A third and final unstoppable action that can generate massive gains for investors and turn a $300,000 investment into $1,000,000 by 2026 is a dog-focused products and services company. Bark ( BARK -1.70% ).
Bark is one of dozens of companies that got their start through a Special Purpose Acquisition Company (SPAC). Most of the companies that entered the market via SPACs were crushed, with Wall Street and investors paying particular attention to stocks with premium valuations. However, in Bark’s case, this beating provided the perfect entry point for patient investors.
First, it’s important to note how beastly the pet industry has become. Last year, the American Pet Products Association estimated that American owners spent nearly $110 billion on their furry, gilled, feathered and scaly family members. It’s been more than a quarter century since year-over-year spending on pets has declined in the United States
America’s love for pets (especially dogs) is evident in Bark’s operating results. The company’s active subscribers grew to 2.3 million at the end of 2021, with average order value hitting an all-time high of $31.10.
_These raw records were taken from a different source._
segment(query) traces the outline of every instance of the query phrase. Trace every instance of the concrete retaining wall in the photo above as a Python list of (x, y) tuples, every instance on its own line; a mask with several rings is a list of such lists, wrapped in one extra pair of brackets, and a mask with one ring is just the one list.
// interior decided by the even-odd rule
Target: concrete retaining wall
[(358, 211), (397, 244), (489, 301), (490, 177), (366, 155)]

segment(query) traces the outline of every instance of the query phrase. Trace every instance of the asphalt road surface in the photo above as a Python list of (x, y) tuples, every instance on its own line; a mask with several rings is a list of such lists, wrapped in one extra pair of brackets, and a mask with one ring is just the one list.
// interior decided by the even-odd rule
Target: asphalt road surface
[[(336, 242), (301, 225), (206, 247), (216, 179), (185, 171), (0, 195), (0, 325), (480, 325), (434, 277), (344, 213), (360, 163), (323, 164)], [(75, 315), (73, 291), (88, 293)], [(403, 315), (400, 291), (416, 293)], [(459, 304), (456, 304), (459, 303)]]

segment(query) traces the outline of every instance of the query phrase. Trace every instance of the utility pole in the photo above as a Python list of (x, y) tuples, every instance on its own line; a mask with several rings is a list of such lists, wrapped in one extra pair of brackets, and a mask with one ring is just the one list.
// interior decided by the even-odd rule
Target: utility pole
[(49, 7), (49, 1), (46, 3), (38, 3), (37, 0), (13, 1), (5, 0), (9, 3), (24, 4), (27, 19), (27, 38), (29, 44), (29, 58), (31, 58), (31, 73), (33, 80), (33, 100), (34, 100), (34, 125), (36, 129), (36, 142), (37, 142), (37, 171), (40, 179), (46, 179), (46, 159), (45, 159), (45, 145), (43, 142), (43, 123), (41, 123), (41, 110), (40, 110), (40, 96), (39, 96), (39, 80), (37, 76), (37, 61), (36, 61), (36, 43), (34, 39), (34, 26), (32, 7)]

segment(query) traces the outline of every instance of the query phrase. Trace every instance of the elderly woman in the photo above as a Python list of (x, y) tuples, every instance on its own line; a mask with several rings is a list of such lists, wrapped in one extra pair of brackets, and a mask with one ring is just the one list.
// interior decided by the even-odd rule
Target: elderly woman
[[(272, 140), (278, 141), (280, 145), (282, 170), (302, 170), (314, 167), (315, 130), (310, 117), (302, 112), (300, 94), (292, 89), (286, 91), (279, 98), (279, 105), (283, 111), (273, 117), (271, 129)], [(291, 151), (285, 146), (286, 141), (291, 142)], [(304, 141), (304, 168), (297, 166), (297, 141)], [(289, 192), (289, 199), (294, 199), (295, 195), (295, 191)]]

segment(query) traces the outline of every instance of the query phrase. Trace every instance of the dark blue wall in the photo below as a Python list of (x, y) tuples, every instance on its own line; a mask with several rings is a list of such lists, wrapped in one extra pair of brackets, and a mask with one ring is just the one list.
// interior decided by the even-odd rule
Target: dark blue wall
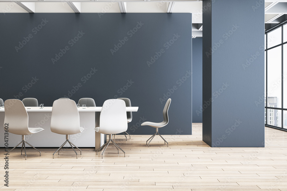
[(264, 4), (253, 10), (257, 2), (203, 1), (203, 134), (212, 147), (264, 146), (264, 105), (255, 103), (264, 94), (264, 53), (243, 67), (264, 47)]
[(152, 134), (140, 124), (162, 121), (170, 98), (160, 133), (191, 134), (191, 14), (10, 13), (0, 25), (3, 100), (127, 97), (139, 109), (127, 131)]
[(202, 123), (202, 38), (192, 39), (192, 123)]

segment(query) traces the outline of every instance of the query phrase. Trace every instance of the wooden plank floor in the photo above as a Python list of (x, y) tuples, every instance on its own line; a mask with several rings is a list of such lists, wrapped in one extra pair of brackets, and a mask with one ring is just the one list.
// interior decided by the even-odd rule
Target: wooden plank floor
[(127, 141), (116, 135), (125, 157), (110, 145), (102, 159), (84, 148), (77, 159), (69, 148), (53, 159), (55, 148), (40, 148), (41, 156), (29, 148), (25, 160), (17, 149), (9, 155), (9, 187), (1, 157), (0, 189), (287, 191), (287, 132), (265, 127), (264, 148), (212, 148), (202, 141), (201, 124), (193, 125), (192, 135), (164, 135), (168, 147), (158, 135), (149, 147), (150, 135)]

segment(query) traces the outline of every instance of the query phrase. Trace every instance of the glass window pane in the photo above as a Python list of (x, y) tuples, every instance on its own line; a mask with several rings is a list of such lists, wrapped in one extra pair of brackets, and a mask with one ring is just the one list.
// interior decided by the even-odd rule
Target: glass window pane
[[(286, 30), (286, 31), (287, 31), (287, 30)], [(265, 36), (264, 36), (264, 47), (265, 48), (265, 49), (266, 50), (266, 34), (265, 34)]]
[(283, 26), (283, 39), (284, 42), (287, 41), (287, 24)]
[(269, 116), (267, 119), (267, 124), (281, 127), (282, 126), (281, 110), (268, 109)]
[[(265, 96), (264, 97), (266, 97), (266, 51), (264, 51), (265, 56), (265, 62), (264, 64), (264, 95)], [(266, 103), (265, 102), (265, 107), (266, 107)]]
[(267, 51), (267, 85), (268, 107), (282, 107), (281, 46)]
[(283, 128), (284, 129), (287, 129), (287, 111), (283, 111), (284, 115), (283, 117), (284, 120), (283, 121)]
[(268, 33), (267, 48), (269, 48), (282, 43), (281, 27)]
[(283, 107), (287, 109), (287, 44), (283, 48)]

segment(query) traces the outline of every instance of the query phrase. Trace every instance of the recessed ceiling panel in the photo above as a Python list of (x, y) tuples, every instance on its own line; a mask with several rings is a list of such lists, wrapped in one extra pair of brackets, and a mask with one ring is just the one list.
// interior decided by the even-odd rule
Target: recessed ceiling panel
[(169, 2), (127, 2), (127, 13), (166, 13)]
[(81, 13), (120, 13), (117, 2), (82, 2)]
[(35, 3), (35, 13), (74, 13), (66, 2)]
[(172, 13), (202, 13), (202, 2), (177, 2)]

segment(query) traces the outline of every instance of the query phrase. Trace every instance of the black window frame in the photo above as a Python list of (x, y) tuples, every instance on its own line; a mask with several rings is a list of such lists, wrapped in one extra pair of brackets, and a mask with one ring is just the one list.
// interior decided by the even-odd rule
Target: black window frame
[[(287, 21), (286, 21), (284, 22), (280, 23), (278, 25), (277, 25), (276, 26), (274, 26), (274, 27), (266, 31), (265, 32), (265, 34), (266, 35), (266, 37), (265, 37), (265, 40), (266, 41), (266, 44), (265, 45), (265, 51), (266, 52), (266, 57), (265, 57), (265, 61), (266, 62), (266, 66), (265, 68), (265, 75), (266, 75), (266, 81), (265, 82), (265, 86), (266, 88), (266, 95), (265, 99), (266, 99), (266, 106), (264, 106), (265, 107), (265, 109), (266, 109), (266, 117), (266, 117), (266, 123), (265, 123), (265, 127), (271, 127), (272, 128), (273, 128), (274, 129), (279, 129), (284, 131), (287, 131), (287, 129), (284, 129), (284, 111), (287, 111), (287, 108), (284, 108), (283, 107), (283, 102), (284, 101), (284, 86), (283, 86), (283, 84), (284, 83), (284, 81), (283, 81), (284, 79), (283, 77), (284, 76), (283, 75), (283, 72), (284, 71), (284, 60), (283, 60), (284, 55), (284, 44), (287, 44), (287, 41), (284, 42), (284, 26), (285, 24), (287, 24)], [(268, 44), (268, 33), (273, 31), (276, 30), (278, 29), (278, 28), (280, 27), (281, 27), (282, 31), (282, 36), (281, 36), (281, 43), (279, 44), (276, 45), (275, 46), (274, 46), (271, 47), (269, 47), (267, 46), (267, 45)], [(278, 46), (281, 46), (281, 98), (282, 98), (282, 102), (281, 104), (282, 105), (281, 106), (281, 108), (278, 108), (276, 107), (268, 107), (268, 76), (267, 74), (268, 73), (268, 50), (273, 49), (273, 48), (276, 48), (276, 47), (278, 47)], [(287, 55), (286, 55), (286, 59), (287, 59)], [(277, 109), (278, 110), (281, 110), (281, 127), (278, 127), (277, 126), (275, 126), (274, 125), (269, 125), (267, 123), (268, 123), (268, 121), (269, 121), (269, 109)], [(274, 117), (275, 116), (274, 116)], [(265, 121), (264, 121), (265, 122)]]

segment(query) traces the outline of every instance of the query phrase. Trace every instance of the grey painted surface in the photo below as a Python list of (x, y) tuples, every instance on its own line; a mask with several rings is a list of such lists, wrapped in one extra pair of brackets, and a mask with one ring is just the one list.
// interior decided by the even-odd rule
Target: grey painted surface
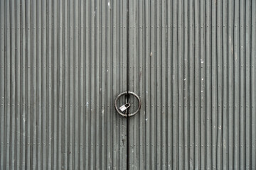
[(255, 169), (255, 1), (130, 1), (131, 169)]
[(126, 5), (0, 1), (0, 169), (127, 167)]
[[(1, 169), (127, 168), (127, 9), (0, 1)], [(131, 169), (255, 169), (255, 16), (254, 0), (129, 0)]]

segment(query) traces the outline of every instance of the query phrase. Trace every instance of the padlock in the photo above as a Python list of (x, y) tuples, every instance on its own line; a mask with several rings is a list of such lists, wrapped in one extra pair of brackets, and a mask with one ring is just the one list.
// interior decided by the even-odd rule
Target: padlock
[(131, 106), (130, 103), (127, 103), (126, 104), (124, 104), (123, 106), (122, 106), (121, 107), (119, 107), (119, 109), (122, 112), (124, 111), (125, 110), (127, 110), (129, 106)]

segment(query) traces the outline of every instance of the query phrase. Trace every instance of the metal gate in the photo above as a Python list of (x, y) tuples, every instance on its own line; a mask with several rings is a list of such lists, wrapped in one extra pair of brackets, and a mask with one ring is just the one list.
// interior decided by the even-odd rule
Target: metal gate
[(0, 169), (255, 169), (255, 1), (0, 13)]

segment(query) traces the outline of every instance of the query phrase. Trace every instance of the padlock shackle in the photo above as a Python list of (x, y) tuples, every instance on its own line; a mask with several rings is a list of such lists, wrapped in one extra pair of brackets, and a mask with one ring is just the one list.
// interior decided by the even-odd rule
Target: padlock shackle
[[(121, 113), (121, 112), (119, 111), (119, 110), (118, 108), (117, 108), (117, 101), (118, 101), (118, 99), (119, 99), (122, 96), (126, 95), (126, 94), (127, 94), (134, 96), (137, 99), (137, 101), (139, 101), (139, 107), (138, 107), (137, 110), (134, 113), (128, 113), (128, 114), (127, 114), (127, 110), (125, 110), (125, 113)], [(131, 106), (131, 104), (130, 104), (129, 103), (126, 103), (125, 105), (127, 105), (127, 104), (129, 104), (129, 106), (128, 107), (129, 107), (129, 106)], [(124, 105), (124, 106), (125, 106), (125, 105)], [(117, 112), (119, 115), (122, 115), (122, 116), (124, 116), (124, 117), (127, 117), (127, 116), (128, 116), (128, 117), (130, 117), (130, 116), (134, 115), (136, 113), (137, 113), (139, 111), (139, 109), (140, 109), (141, 106), (142, 106), (142, 101), (141, 101), (139, 96), (137, 95), (136, 94), (134, 94), (134, 92), (129, 91), (122, 92), (122, 94), (120, 94), (119, 95), (118, 95), (117, 97), (116, 98), (116, 99), (114, 100), (114, 108), (116, 109)]]

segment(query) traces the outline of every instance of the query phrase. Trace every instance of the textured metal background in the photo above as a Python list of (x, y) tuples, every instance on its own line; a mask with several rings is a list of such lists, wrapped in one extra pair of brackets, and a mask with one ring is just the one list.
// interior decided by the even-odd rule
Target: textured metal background
[(127, 168), (127, 28), (130, 169), (255, 169), (255, 1), (127, 9), (0, 0), (0, 169)]
[(0, 169), (127, 167), (126, 6), (0, 1)]
[(255, 0), (130, 0), (131, 169), (255, 169)]

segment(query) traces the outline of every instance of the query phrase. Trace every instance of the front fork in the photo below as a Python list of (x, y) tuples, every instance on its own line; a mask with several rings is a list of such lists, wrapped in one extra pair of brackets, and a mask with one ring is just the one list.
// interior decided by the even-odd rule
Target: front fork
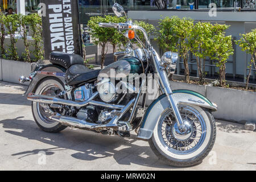
[(164, 93), (167, 96), (168, 100), (169, 101), (173, 109), (174, 117), (175, 117), (176, 121), (177, 121), (177, 126), (180, 130), (184, 130), (185, 129), (184, 122), (183, 122), (183, 119), (182, 119), (181, 115), (179, 111), (177, 103), (174, 100), (174, 94), (171, 88), (171, 85), (168, 78), (167, 74), (165, 70), (164, 70), (160, 65), (160, 60), (156, 52), (154, 49), (152, 49), (151, 51), (155, 71), (159, 75), (160, 84), (161, 84)]

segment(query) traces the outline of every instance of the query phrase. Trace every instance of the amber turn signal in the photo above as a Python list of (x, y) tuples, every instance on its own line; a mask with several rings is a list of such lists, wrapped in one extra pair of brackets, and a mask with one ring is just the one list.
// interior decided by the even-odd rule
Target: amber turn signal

These numbers touch on Bark’s biggest advantage: its subscription-based operating model. Even though Bark products can be found in tens of thousands of store doors, including walmart, 84% of the company’s net sales in the third fiscal quarter were of the direct-to-consumer variety. The overhead of a subscription-based business is significantly lower than that of traditional pet stores. As a result, Bark’s gross margin has always been between 55% and 60%.
Additionally, Bark is counting on new products and services to drive subscription growth and add-on sales. For example, he introduced Bark Eats during the pandemic. This service will work with owners to customize a dry food diet for their pooch. For what it’s worth, Bark notes that cross-selling and upselling revenue jumped 84% in the fiscal third quarter compared to the year-ago period.
Although Bark is losing money right now, his rapid growth in a virtually recession-proof industry cannot be ignored. Look for Bark to more than triple patient investor money by 2026.
This article represents the opinion of the author, who may disagree with the “official” recommendation position of a high-end advice service Motley Fool. We are heterogeneous! Challenging an investing thesis — even one of our own — helps us all think critically about investing and make decisions that help us become smarter, happier, and wealthier.